Tiba-tiba terasa kibaran pakaian melesat ke depan. Tan Ki merentangkan kedua tangannya dengan kalap. Dia menghadang di depan Kiau Hun. Tubuh gadis itu sedang menerjang secepat kilat, tahu-tahu sudah teringkus olehnya.
Diam-diam Tan Ki merasa terkejut setengah mati.
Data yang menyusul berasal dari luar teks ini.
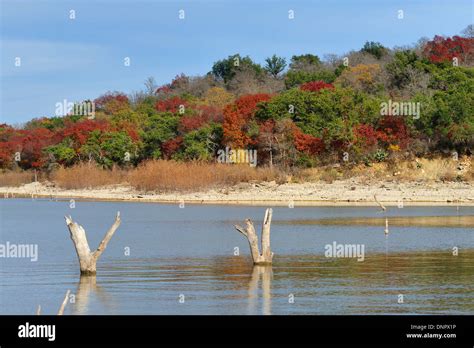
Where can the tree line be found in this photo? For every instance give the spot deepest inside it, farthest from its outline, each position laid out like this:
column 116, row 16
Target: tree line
column 301, row 113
‘Melihat gerakannya yang ringan dan mantap, rasanya tidak dipaksakan sedikitpun. Meskipun sedang berlari begitu cepat, dia dapat menghentikan gerakannya pada tepat waktunya… mungkinkah ilmu silatnya sudah mendapat kemajuan yang pesat…? Kalau dibandingkan dengan beberapa hari yang lalu, tampaknya lebih hebat sepuluh kali lipat.’ pikirnya dalam hati.
Meskipun hatinya berpikir demikian, bibirnya tetap tersenyum simpul. “Apakah kau benar-benar masih merasa marah terhadapku?”
Kiau Hun menghembuskan nafas panjang-panjang.
“Aku juga tidak tahu bagaimana perasaanku terhadapmu. Tetapi saat ini aku sedang tidak tenang, malas berbicara dengan siapapun.”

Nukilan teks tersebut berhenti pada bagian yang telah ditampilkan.